The report said that the hospital’s maternity department had been hit on Monday and that, “as a result, two mothers were reportedly killed, and several people were injured.” It was not possible to verify the toll. The Israeli military did not immediately respond to a request for comment.

Top aides to Mr. Biden have said the president believes that his full-throated support of Israel has given him more leverage to press Mr. Netanyahu for restraint as Israel conducts its ground war in Gaza. He has repeatedly described his decades-long history with Israel; Monday evening, he declared at a White House Hanukkah reception: “I am a Zionist.”

Last month, Mr. Biden and his top foreign policy aides helped broker a temporary pause in the fighting between Israel and Hamas to allow the delivery of humanitarian aid and the release of more than 100 of the roughly 240 hostages that Hamas seized on Oct. 7.

White House officials said Mr. Biden would meet at the White House on Wednesday with the families of Americans taken hostage by Hamas, his first face-to-face meeting with the relatives since the crisis began.

A White House official confirmed the meeting, but did not offer details about how many of the family members would attend the meeting in person. The president previously spoke with the families on a video call about a week after the attacks.

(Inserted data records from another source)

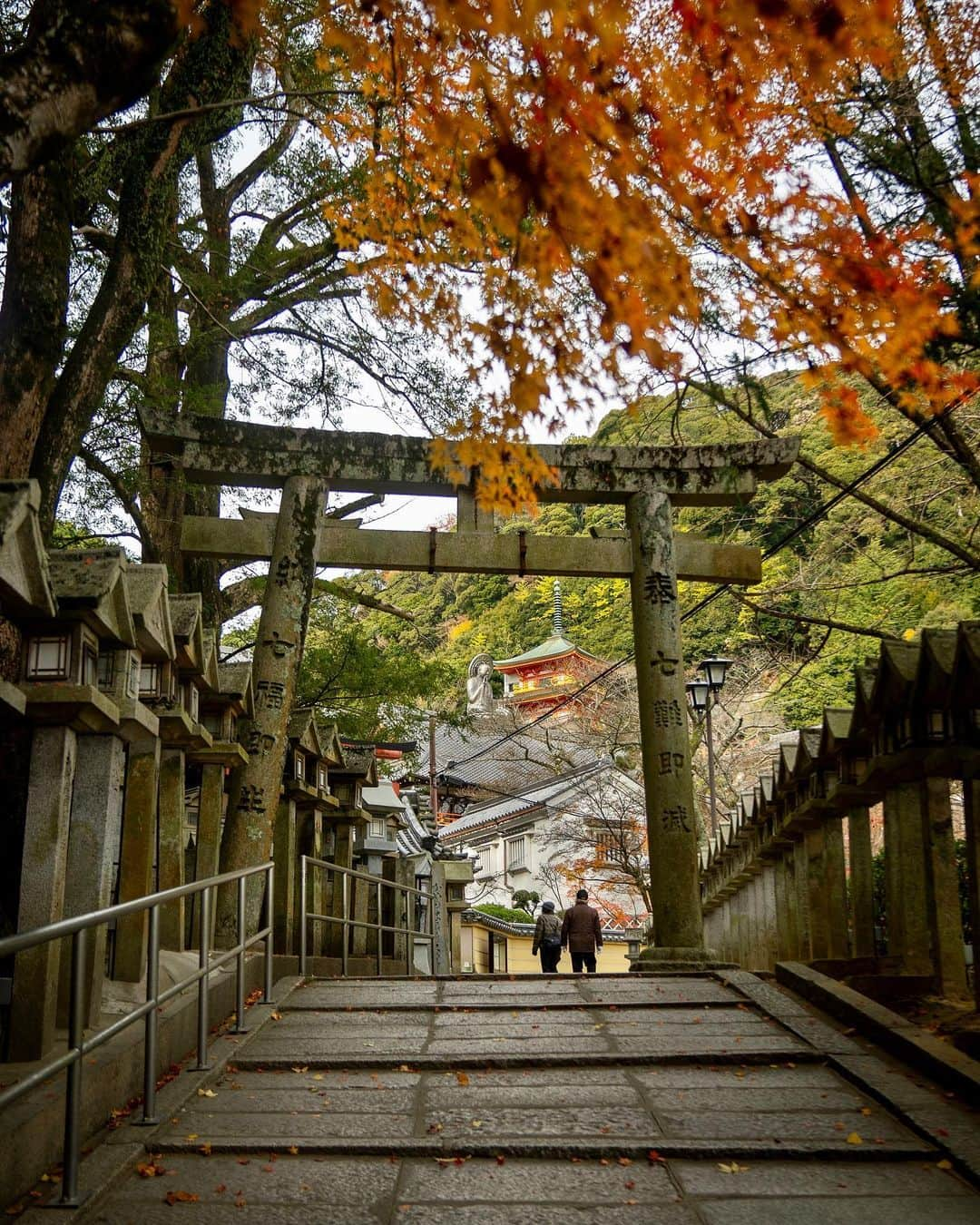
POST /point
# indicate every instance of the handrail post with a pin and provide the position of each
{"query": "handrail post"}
(380, 919)
(303, 916)
(240, 961)
(270, 906)
(346, 927)
(202, 983)
(150, 1042)
(74, 1087)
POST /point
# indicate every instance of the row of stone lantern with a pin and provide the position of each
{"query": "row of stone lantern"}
(777, 884)
(113, 702)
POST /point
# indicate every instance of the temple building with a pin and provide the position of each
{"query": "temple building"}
(543, 676)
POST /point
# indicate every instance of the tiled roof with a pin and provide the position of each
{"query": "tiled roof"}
(544, 794)
(550, 648)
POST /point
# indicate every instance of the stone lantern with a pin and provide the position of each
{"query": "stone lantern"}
(222, 707)
(149, 674)
(178, 706)
(305, 797)
(75, 787)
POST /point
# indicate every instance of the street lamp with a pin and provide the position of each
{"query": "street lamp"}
(702, 696)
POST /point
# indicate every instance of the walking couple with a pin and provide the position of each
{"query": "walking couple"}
(580, 930)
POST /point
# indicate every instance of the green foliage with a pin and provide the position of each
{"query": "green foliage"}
(879, 891)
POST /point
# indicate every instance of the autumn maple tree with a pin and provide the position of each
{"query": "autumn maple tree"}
(557, 186)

Biden administration officials have indicated there are about eight remaining hostages with American citizenship after several were released, including during a weeklong pause in fighting last month.

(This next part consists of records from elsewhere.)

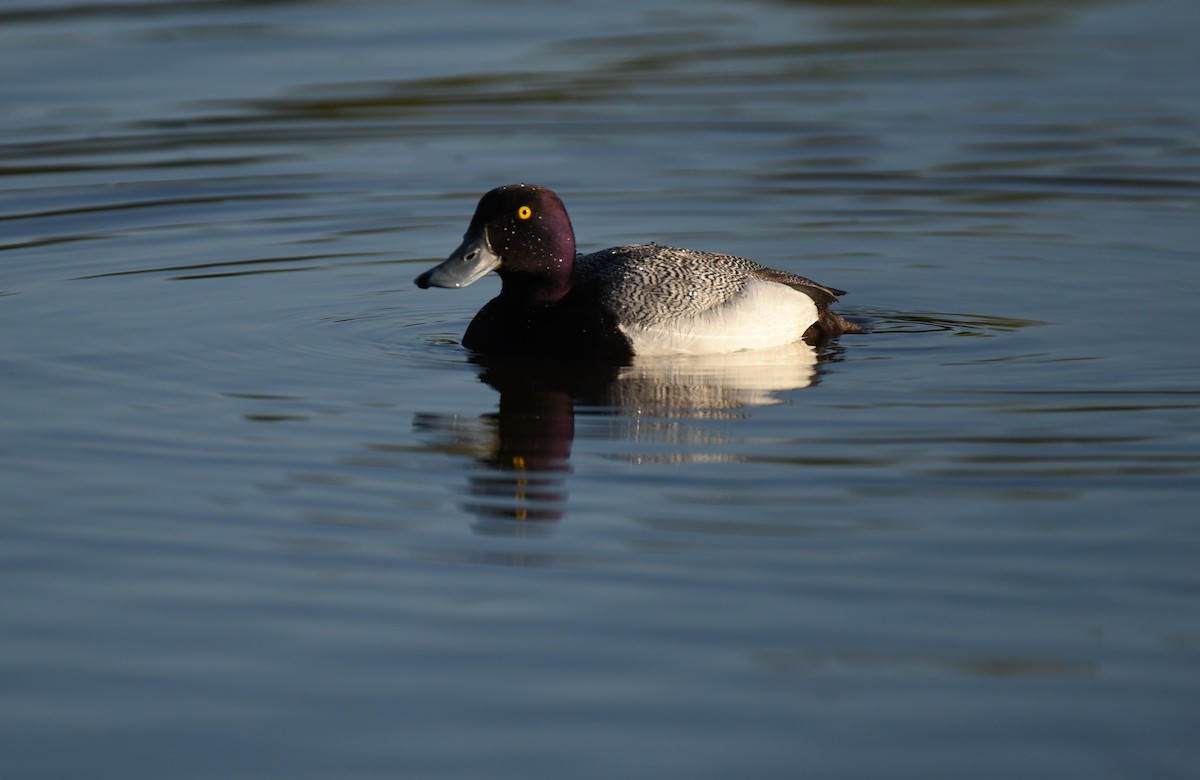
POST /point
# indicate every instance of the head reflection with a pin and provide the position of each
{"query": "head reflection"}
(517, 484)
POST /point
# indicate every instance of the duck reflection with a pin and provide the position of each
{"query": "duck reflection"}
(517, 484)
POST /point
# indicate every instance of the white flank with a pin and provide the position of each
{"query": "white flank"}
(763, 315)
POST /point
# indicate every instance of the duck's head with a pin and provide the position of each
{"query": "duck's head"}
(521, 232)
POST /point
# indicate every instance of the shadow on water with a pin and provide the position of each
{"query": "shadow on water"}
(522, 450)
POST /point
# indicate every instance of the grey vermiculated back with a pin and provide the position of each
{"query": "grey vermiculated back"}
(648, 285)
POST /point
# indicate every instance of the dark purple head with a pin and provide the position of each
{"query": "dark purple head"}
(523, 233)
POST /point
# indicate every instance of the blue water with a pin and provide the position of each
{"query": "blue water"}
(262, 516)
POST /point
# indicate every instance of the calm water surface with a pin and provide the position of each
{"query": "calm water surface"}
(261, 516)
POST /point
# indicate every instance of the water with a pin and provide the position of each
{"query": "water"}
(263, 517)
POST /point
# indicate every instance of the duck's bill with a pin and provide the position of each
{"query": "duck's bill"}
(467, 264)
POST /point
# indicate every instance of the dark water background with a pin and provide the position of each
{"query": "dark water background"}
(262, 517)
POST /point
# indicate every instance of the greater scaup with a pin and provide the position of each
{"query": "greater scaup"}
(625, 300)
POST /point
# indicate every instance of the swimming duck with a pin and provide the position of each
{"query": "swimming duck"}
(621, 301)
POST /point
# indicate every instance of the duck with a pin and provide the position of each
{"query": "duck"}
(641, 299)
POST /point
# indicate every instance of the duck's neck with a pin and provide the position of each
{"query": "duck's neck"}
(545, 283)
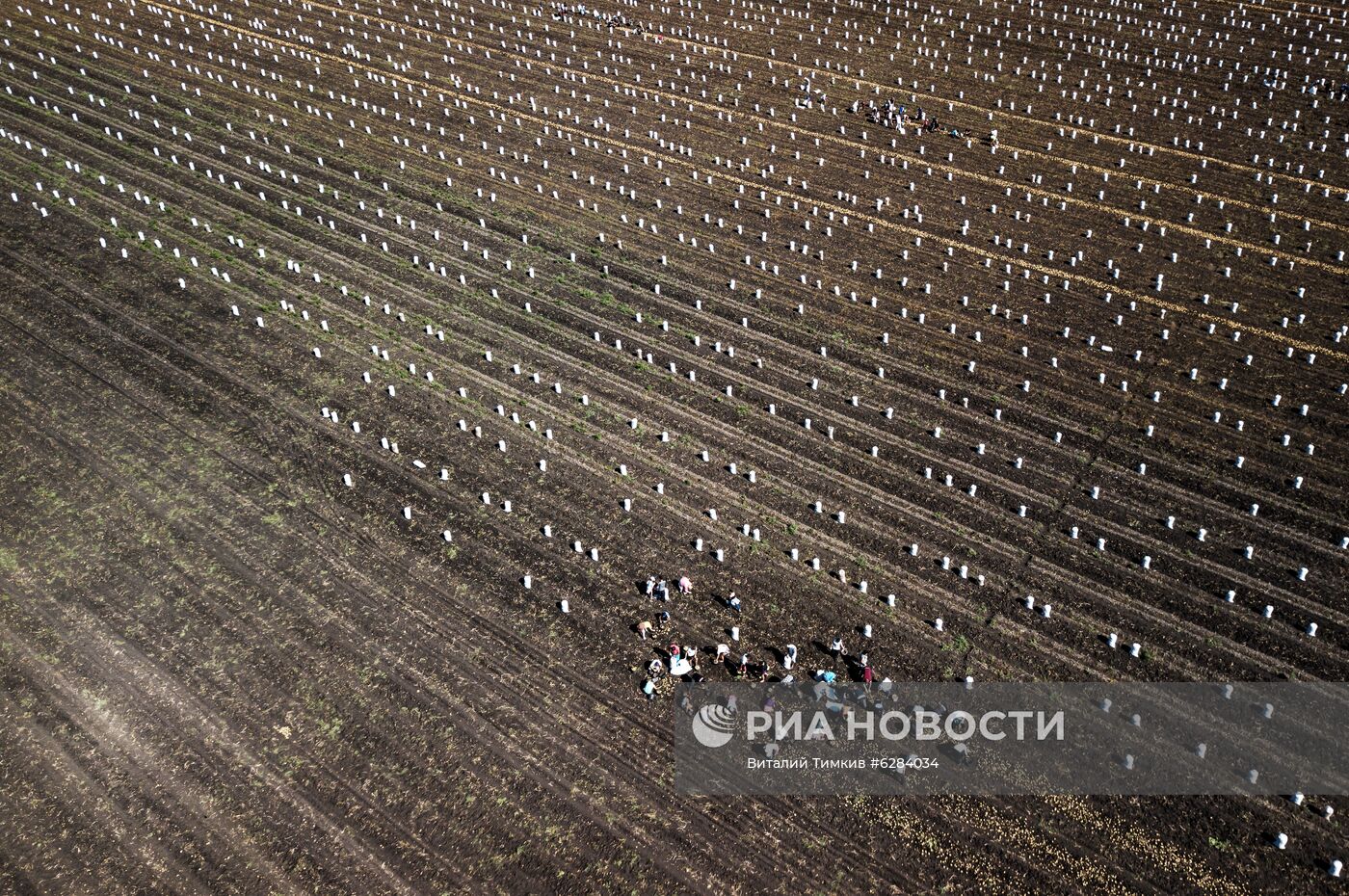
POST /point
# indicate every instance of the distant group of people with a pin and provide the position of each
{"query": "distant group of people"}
(809, 96)
(900, 118)
(611, 19)
(684, 661)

Mr. Biden’s public message has evolved since the Oct. 7 attacks. He publicly urged Israel to do more to protect civilians in Gaza in its war against Hamas, and White House officials have said he has been blunt with Mr. Netanyahu and other Israeli officials during private conversations.

But the president has largely left it to other American officials, including Vice President Kamala Harris, to call out Israel for its actions on the battlefield. And his comments on Tuesday were the president’s first direct acknowledgment of the condemnation by world leaders and humanitarian organizations of Israel’s wartime behavior.

Using the prime minister’s nickname, Mr. Biden said that “Bibi’s got a tough decision to make.”

The rising tension between the two men underscored the sensitive moment for the two allies as Mr. Biden seeks to persuade lawmakers in Washington to support more than $15 billion in additional aid for Israel’s military campaign. That funding is currently caught up in a political dispute with Republicans over assistance for Ukraine and immigration policy changes at the U.S. border.

Mr. Biden has repeatedly asserted Israel’s right to defend itself against terrorism by Hamas, and his administration on Friday vetoed a United Nations resolution calling for an immediate cease-fire in the war.

But on Monday, administration officials said they were looking into reports that Israel’s military had deployed white phosphorus supplied by the United States along the border with Lebanon, in violation of international law.

That allegation, made in reports by Amnesty International and The Washington Post, represented another potential disagreement between the two countries about Israel’s conduct. Israel’s military on Monday said it complies with international law and denied using the weapon illegally.

John Kirby, a spokesman for the U.S. National Security Council, said the United States would be “asking questions” about the incident. White phosphorus is an incendiary, toxic substance used to create light and smoke screens during combat. Its use is not illegal, but deploying it deliberately against civilians or in a civilian setting violates the laws of war.

Eric Nagourney, Gaya Gupta and Johnatan Reiss contributed reporting.